Colorado natives say U.S Virgin Islands seem unsafe following Irma's devastation

Looting is rampant on the islands

U.S. VIRGIN ISLANDS -- Downed power lines, boats tossed like toys and a formerly lush paradise-turned-wasteland are Hurricane Irma's stamp on the U.S Virgin Islands.

Denver native Shauna Betz lives in one of the islands devastated by the hurricane. She was one of the lucky ones who were able to get out of the island.

“There is a lot of people that would like to get off the island right now,” said Shauna Betz.

Betz says the limited food, medical supplies and the power outage that could last months have made the area unstable and unsafe.

“We need people to step in and to help out just to keep law and order for right now,” she said.

Betz’s friend, Kyle McNamara, is a Boulder native still on the islands, and says his three bars were recently looted.

“It's scary.

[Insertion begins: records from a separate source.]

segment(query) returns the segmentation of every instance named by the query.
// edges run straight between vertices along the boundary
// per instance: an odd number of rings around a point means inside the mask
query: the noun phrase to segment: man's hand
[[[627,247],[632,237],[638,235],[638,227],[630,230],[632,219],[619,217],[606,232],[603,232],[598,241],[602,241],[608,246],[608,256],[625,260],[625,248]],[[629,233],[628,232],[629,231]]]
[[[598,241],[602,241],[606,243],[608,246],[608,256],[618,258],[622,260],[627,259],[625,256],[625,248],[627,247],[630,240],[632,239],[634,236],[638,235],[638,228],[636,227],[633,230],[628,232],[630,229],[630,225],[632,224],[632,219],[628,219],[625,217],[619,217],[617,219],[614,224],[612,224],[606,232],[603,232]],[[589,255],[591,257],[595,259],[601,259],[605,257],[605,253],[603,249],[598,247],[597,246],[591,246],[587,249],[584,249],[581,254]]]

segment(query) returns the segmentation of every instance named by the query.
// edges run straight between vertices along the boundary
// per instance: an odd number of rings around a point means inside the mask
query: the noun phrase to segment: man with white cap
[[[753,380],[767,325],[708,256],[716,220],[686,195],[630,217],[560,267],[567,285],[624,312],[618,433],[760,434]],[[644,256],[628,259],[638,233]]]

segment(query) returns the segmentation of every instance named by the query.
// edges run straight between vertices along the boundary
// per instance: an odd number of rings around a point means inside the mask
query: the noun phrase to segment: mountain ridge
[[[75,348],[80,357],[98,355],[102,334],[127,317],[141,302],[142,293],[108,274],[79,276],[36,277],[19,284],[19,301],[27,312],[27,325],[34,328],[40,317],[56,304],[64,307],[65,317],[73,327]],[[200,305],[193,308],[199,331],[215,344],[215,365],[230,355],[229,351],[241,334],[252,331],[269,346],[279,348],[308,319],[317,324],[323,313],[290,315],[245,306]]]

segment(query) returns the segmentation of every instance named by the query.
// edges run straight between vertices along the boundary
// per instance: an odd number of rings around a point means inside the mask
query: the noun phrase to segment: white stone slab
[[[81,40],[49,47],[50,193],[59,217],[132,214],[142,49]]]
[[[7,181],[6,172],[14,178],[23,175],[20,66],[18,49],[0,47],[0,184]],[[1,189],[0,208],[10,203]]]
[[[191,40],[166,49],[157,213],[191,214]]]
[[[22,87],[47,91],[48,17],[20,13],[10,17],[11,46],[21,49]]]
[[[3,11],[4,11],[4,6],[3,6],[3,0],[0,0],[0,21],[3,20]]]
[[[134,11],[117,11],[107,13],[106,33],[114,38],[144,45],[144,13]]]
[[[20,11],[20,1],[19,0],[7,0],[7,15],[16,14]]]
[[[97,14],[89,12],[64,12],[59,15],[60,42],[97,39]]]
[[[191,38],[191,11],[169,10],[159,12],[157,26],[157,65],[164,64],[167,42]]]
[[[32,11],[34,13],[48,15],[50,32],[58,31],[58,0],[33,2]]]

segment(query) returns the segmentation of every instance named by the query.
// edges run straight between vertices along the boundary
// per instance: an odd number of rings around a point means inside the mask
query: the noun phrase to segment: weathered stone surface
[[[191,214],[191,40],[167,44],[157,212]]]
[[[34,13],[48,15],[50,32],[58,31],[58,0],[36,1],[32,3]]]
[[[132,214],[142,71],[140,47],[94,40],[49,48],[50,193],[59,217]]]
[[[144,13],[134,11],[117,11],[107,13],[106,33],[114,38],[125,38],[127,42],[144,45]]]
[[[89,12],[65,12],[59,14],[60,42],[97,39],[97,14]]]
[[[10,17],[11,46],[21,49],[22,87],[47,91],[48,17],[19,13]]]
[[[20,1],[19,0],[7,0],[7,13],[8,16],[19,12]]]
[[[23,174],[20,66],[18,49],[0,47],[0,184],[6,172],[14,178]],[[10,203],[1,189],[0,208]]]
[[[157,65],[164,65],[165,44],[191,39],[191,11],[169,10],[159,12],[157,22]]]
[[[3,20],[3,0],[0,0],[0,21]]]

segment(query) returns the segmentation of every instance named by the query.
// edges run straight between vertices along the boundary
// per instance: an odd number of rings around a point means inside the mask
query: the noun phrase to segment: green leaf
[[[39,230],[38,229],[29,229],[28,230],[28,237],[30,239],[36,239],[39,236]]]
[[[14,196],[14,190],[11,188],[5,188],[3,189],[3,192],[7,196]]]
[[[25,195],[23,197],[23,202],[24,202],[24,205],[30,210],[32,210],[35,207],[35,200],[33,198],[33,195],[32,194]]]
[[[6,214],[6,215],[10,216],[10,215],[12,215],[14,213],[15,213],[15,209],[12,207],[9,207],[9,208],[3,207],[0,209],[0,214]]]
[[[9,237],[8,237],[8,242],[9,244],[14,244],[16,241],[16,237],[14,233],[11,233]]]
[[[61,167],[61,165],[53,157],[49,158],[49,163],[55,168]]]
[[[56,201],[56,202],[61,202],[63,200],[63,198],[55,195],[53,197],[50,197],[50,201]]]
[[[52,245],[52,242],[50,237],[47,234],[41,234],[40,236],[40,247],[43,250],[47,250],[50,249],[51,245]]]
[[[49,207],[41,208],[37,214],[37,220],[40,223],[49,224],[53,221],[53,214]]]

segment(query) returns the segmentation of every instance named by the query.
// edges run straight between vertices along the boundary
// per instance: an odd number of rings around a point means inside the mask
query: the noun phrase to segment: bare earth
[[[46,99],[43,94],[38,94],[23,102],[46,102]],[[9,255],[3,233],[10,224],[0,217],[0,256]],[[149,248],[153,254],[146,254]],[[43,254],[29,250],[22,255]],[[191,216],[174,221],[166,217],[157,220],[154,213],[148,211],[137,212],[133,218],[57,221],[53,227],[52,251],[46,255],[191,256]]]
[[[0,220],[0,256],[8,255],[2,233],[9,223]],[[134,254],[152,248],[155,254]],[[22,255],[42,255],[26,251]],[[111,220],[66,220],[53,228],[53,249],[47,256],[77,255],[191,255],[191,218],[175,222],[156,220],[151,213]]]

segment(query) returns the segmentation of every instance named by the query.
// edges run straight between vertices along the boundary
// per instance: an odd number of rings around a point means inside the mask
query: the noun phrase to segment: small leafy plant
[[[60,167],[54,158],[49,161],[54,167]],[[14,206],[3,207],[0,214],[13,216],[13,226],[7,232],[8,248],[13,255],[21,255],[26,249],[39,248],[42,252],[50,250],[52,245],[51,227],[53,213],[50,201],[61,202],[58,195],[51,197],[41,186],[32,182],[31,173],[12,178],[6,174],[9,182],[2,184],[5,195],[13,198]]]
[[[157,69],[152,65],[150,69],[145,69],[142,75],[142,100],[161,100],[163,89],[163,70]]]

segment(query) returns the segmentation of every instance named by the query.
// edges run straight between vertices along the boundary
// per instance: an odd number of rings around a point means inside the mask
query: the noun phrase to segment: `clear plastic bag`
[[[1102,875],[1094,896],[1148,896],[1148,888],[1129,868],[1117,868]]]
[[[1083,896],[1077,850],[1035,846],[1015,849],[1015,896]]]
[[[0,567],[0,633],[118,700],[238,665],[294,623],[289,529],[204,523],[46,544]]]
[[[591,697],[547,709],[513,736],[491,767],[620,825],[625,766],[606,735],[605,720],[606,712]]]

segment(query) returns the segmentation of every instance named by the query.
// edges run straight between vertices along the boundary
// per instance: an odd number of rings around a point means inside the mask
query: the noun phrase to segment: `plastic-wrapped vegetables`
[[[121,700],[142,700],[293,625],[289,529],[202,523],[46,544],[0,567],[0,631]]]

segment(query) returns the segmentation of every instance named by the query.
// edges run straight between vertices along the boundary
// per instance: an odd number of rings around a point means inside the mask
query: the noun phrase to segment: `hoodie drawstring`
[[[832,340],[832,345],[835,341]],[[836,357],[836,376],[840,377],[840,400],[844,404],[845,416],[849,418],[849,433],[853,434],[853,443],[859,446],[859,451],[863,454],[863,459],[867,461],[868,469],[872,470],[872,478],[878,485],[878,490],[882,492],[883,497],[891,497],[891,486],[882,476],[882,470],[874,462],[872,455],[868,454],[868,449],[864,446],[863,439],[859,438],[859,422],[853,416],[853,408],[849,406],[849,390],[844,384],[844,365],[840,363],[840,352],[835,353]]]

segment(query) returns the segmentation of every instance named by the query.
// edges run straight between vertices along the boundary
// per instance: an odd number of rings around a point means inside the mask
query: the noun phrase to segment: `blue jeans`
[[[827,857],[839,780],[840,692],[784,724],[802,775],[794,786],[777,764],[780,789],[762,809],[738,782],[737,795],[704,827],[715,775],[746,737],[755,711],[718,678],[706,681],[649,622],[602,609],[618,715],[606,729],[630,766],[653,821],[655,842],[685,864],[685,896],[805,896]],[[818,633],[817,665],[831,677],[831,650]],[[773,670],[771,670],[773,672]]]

I’m afraid to go out at night and during the day,” said Kyle McNamara.

He says despite a heavy law enforcement presence, there it's not enough to make him feel safe.

“Myself and the group of people that I’m with, we have plans in place in case someone breaks into the house. We are barricading our doors,” said McNamara.

Locals there are in dire need of basic supplies. Resources Center of the U.S Virgin Islands and Community Foundation of the Virgin Islands are two organizations are helping locals on the islands.